As the dependency on social platforms as a means of communication and expression, building and maintaining relationships grows – so does their power. In addition, navigating state online content regulations, content creators now have to contend with platforms playing the role of online content gatekeepers. Alongside this power is considerable influence, which in similarity to the government, moves to control information and is increasingly shaping online narratives.

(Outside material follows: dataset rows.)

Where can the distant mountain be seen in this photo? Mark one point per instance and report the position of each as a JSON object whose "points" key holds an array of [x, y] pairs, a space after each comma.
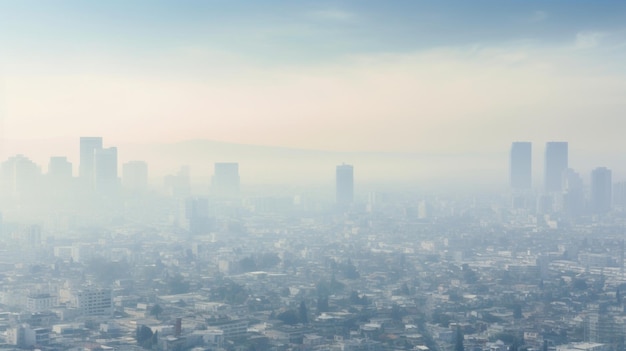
{"points": [[282, 165]]}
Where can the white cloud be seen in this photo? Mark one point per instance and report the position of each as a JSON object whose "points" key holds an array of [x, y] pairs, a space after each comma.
{"points": [[589, 40], [539, 16], [333, 15]]}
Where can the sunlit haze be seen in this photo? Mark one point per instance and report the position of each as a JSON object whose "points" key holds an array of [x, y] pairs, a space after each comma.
{"points": [[352, 76]]}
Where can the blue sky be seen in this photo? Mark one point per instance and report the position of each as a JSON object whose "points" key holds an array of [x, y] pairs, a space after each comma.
{"points": [[434, 76]]}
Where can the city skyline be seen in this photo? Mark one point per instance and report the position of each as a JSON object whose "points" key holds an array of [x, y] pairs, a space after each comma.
{"points": [[323, 77]]}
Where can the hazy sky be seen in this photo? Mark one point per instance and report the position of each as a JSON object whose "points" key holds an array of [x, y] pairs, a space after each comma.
{"points": [[419, 76]]}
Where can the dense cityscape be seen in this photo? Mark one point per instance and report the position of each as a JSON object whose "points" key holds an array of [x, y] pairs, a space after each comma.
{"points": [[110, 261]]}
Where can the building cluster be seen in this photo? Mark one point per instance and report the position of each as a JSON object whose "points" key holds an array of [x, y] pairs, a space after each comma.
{"points": [[564, 192], [390, 270]]}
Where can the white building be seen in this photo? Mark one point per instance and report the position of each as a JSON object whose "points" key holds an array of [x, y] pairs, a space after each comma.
{"points": [[93, 301]]}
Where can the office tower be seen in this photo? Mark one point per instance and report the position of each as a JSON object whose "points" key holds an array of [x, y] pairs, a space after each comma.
{"points": [[88, 147], [59, 180], [601, 190], [573, 201], [556, 163], [59, 169], [179, 184], [20, 177], [521, 165], [225, 181], [197, 219], [105, 170], [619, 194], [344, 184], [135, 175]]}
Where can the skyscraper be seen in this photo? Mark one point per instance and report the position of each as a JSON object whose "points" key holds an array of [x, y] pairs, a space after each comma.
{"points": [[344, 186], [556, 163], [135, 175], [105, 170], [521, 165], [225, 182], [59, 168], [88, 147], [601, 190]]}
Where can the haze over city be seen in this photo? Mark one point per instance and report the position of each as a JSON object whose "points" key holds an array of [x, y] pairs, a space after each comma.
{"points": [[359, 175], [425, 78]]}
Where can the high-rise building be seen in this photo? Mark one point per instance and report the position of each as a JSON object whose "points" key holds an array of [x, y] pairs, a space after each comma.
{"points": [[20, 177], [521, 165], [105, 170], [179, 184], [601, 190], [344, 184], [556, 163], [135, 175], [225, 182], [59, 169], [88, 147], [573, 200]]}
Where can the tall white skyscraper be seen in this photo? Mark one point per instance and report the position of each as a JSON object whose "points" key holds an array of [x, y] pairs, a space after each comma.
{"points": [[556, 162], [521, 165], [344, 185], [105, 170], [88, 147], [135, 175], [225, 182], [601, 190]]}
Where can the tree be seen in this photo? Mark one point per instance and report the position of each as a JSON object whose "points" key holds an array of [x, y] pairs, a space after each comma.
{"points": [[458, 346], [156, 311], [303, 313]]}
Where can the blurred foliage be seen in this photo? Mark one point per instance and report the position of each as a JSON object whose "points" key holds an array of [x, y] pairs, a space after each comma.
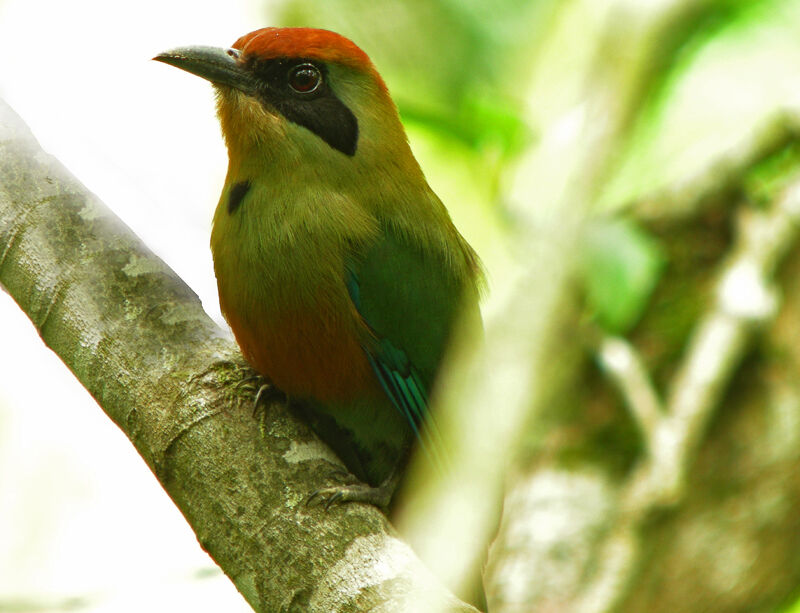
{"points": [[621, 265]]}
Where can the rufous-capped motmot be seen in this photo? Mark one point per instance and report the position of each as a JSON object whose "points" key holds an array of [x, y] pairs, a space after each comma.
{"points": [[339, 270]]}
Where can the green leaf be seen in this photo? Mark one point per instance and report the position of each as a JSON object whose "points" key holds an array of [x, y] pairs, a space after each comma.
{"points": [[621, 266]]}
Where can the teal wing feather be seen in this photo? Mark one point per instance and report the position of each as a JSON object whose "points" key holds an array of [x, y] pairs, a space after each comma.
{"points": [[409, 299]]}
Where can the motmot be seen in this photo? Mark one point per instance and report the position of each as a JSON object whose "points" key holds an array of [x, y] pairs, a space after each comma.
{"points": [[339, 270]]}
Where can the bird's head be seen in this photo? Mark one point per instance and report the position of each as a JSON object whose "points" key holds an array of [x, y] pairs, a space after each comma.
{"points": [[309, 94]]}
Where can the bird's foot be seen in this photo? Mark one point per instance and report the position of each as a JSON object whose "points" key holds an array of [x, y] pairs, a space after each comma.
{"points": [[358, 492], [267, 394]]}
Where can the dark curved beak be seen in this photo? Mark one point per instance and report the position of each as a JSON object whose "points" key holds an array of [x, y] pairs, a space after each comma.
{"points": [[220, 66]]}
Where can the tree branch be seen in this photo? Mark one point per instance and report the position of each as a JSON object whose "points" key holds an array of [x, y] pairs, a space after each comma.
{"points": [[137, 338]]}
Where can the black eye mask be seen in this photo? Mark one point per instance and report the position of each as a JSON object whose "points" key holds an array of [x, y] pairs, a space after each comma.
{"points": [[318, 110]]}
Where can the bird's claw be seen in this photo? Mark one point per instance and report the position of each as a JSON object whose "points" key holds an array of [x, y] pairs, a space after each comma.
{"points": [[358, 492], [265, 393]]}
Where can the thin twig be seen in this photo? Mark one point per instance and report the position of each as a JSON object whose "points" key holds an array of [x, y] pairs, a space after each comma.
{"points": [[744, 301]]}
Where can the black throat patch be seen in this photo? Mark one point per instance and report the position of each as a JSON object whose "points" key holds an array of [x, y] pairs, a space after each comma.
{"points": [[236, 194], [320, 111]]}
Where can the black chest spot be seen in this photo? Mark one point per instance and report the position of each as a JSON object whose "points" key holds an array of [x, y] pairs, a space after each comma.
{"points": [[237, 194]]}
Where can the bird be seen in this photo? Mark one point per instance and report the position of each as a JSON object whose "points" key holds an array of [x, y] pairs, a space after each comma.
{"points": [[339, 270]]}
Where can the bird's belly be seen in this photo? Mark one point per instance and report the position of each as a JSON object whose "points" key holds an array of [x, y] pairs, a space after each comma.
{"points": [[306, 351]]}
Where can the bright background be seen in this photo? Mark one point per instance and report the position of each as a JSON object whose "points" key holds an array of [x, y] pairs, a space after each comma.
{"points": [[83, 524]]}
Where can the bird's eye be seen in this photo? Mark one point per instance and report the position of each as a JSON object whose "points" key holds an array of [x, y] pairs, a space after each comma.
{"points": [[304, 78]]}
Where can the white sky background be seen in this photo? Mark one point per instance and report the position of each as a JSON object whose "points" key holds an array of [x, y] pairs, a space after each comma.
{"points": [[81, 516]]}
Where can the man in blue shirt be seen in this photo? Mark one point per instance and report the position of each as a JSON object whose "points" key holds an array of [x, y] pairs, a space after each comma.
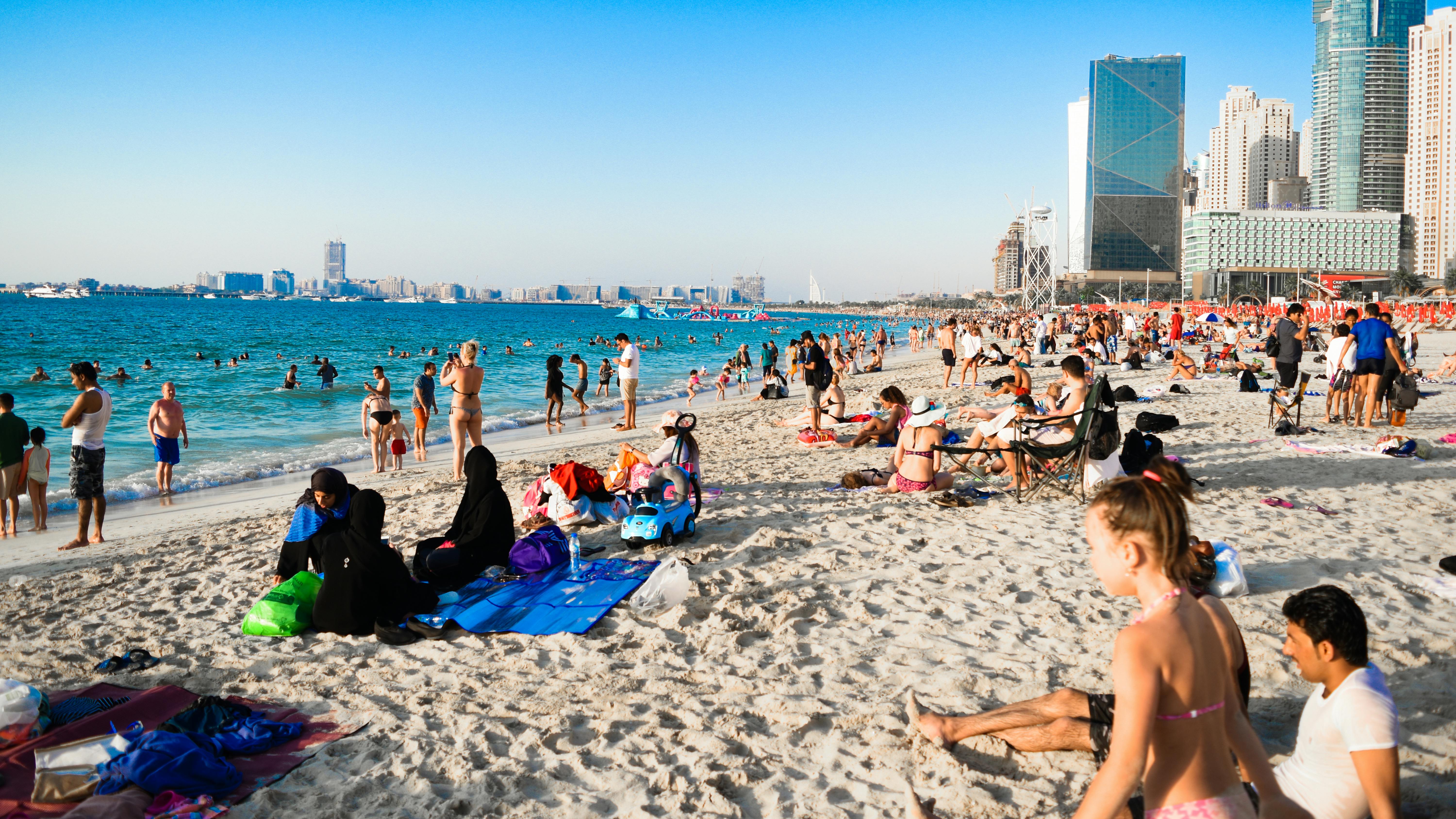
{"points": [[1374, 340]]}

When in 2019, Facebook deactivated the accounts of at least 60 activists in Tunisia, it passed it off as “a technical error” stating: “we recently removed a small number of profiles, which have now been restored. We were not trying to limit anyone’s ability to post or express themselves, and apologise for any inconvenience this has caused.” Then in 2021, there were reports of an increased state-initiated crackdown on social media activists who shared critical opinions about the government online and called for protests.

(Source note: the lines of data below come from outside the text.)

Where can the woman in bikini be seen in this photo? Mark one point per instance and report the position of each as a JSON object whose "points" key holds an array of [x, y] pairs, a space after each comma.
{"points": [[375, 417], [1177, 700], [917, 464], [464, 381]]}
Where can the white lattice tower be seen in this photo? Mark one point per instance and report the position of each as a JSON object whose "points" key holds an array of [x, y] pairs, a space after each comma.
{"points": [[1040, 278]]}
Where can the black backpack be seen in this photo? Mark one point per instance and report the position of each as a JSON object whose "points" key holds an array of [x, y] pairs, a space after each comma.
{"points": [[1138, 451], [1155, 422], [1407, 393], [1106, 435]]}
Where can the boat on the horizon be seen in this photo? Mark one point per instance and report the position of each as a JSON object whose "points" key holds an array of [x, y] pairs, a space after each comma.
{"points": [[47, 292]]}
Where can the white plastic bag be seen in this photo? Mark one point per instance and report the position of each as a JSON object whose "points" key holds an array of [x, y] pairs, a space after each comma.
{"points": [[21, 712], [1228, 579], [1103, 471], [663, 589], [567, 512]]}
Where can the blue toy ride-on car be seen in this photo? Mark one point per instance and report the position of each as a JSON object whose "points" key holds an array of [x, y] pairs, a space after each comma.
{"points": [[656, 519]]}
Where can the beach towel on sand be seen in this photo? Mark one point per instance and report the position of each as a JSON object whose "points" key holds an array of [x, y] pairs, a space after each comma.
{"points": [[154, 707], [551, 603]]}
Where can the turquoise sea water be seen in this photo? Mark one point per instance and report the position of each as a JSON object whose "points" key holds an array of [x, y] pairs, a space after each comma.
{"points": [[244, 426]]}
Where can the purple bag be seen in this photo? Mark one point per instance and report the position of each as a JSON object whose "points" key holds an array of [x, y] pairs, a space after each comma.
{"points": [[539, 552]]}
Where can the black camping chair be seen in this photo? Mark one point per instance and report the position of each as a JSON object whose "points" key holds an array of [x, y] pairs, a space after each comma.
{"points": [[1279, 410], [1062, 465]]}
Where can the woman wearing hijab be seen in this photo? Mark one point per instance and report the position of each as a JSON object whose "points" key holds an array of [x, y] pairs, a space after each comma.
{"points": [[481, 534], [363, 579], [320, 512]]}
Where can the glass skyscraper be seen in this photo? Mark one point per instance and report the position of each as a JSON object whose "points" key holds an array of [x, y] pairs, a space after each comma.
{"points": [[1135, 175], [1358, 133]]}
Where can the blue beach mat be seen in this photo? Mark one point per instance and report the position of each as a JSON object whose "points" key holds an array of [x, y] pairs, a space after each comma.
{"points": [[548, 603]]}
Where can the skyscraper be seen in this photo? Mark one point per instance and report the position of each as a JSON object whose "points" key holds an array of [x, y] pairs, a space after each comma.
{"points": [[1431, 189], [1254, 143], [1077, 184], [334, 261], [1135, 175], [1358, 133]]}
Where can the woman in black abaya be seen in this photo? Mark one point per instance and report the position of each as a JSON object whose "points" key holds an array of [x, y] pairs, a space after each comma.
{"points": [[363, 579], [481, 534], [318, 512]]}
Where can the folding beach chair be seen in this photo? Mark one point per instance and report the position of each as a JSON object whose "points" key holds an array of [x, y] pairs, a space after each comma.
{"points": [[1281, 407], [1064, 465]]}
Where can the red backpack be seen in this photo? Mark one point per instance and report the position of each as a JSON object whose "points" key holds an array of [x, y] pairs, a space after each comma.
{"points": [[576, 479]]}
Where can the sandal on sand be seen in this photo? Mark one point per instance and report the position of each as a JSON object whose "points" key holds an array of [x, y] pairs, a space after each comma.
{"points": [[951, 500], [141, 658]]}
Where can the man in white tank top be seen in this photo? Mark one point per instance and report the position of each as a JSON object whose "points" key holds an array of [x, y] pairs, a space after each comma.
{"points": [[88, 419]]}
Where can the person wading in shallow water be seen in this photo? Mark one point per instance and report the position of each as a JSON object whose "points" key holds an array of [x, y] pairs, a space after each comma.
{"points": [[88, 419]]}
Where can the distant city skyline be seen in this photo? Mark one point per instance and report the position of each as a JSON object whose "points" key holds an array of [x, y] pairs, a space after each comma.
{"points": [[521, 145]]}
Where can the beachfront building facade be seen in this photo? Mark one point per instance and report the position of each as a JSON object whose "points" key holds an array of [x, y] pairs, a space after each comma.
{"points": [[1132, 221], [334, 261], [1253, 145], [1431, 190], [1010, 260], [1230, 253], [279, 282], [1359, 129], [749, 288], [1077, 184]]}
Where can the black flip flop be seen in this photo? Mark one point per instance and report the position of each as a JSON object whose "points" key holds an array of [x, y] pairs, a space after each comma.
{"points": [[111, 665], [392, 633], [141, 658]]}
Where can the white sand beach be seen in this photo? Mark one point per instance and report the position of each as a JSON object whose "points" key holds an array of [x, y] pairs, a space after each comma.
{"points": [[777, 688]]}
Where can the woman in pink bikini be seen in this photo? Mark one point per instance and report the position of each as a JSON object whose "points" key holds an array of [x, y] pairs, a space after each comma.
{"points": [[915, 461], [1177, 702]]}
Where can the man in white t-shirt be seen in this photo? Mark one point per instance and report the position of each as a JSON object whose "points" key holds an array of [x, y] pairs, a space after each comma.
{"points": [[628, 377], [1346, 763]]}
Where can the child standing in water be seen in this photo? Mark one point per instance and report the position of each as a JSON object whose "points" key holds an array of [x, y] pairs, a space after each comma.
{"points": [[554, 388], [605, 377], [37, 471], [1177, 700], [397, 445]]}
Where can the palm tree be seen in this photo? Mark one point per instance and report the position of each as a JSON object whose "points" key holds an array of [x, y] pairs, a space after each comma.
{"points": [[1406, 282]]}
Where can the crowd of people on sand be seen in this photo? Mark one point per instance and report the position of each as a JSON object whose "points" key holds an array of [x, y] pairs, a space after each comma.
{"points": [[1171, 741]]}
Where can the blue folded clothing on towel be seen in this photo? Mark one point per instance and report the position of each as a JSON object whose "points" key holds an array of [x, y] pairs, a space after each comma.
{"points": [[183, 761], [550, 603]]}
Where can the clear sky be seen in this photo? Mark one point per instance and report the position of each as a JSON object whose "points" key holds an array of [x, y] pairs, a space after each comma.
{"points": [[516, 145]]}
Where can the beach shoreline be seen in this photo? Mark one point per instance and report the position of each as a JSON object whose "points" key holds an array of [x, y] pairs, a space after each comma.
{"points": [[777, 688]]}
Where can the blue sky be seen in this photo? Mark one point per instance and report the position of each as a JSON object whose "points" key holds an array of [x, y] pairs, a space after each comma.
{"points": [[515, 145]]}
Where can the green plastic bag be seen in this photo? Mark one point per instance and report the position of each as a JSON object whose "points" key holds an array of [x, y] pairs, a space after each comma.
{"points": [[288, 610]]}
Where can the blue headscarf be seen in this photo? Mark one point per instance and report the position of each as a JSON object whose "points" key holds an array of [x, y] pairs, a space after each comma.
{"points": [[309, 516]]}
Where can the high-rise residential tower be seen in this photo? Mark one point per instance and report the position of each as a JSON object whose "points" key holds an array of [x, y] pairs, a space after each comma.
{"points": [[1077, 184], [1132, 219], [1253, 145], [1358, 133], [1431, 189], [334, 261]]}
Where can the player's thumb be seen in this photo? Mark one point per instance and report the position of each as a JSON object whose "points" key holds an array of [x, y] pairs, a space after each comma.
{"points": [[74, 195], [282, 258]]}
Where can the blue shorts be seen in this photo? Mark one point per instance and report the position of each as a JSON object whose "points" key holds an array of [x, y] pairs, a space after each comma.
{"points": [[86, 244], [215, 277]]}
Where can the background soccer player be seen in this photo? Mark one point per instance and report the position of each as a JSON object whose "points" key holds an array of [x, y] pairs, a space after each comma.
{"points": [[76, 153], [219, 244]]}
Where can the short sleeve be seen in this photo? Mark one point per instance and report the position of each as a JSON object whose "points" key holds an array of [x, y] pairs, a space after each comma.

In Uganda, ahead of the January 13, 2021 election, Facebook suspended the accounts of a number of government officials for what it described as Coordinated Inauthentic Behaviour (CIB) aimed at manipulating public debate ahead of key elections. A similar stance was taken by Twitter which also suspended accounts targeting the election. The Ugandan government immediately responded by blocking social media access before shutting down the entire internet, echoing sentiments similar to those expressed by social media platforms.
Although states and platforms alike are tackling problematic content concerns, a “one size fits all” may serve to exclude rather than include members of the digital society.
In 2018, Facebook announced that it planned to prioritise high-quality news on the platform by allowing its users to rank news sources that they deemed as the most credible and trustworthy. The countries where the ranking works include Brazil, France, Germany, India, Italy, Spain, the US, and the UK.
As such, David Kaye, former Special Rapporteur of Freedom of Information echoed the sentiments of many when he asked, “What will Mark Zuckerberg do when the needs of the community, in what it determines is trusted news, are different from what the government determines? Who will Facebook side with?” To date, no African countries have been included in the news ranking approach where their exposure to the whims of State online content regulation is particularly high especially during times of public protest and elections – which often coincide with increased levels of misinformation and disinformation from multiple fronts.
Unlike states who have made it blatantly obvious whose interests they serve in their content moderation stance, the interests of platforms remain a grey area despite their continued insistence of working against misinformation and fake news. With content as a business model, accompanied by increasingly shrewd algorithms, platforms are caught doing a balancing act between being content gatekeepers and maintaining profits – both of which appear to be incompatible with digital rights. However, platforms are driven by advertising revenues heavily reliant on content algorithms, thus the interests of big business likely surpass the interests of users.
As internet access on the continent continues to grow, African media is faced with challenges that were non-existent 30 years ago. Meanwhile, content increasingly curated by states or platforms also introduces a dynamic for the viability of the media as the concept of the content creator and information gatekeeper is changing.
Perhaps, now is the time to revisit some of the principles of the Windhoek Declaration given the new realities of governments, the media, and global platforms in Africa.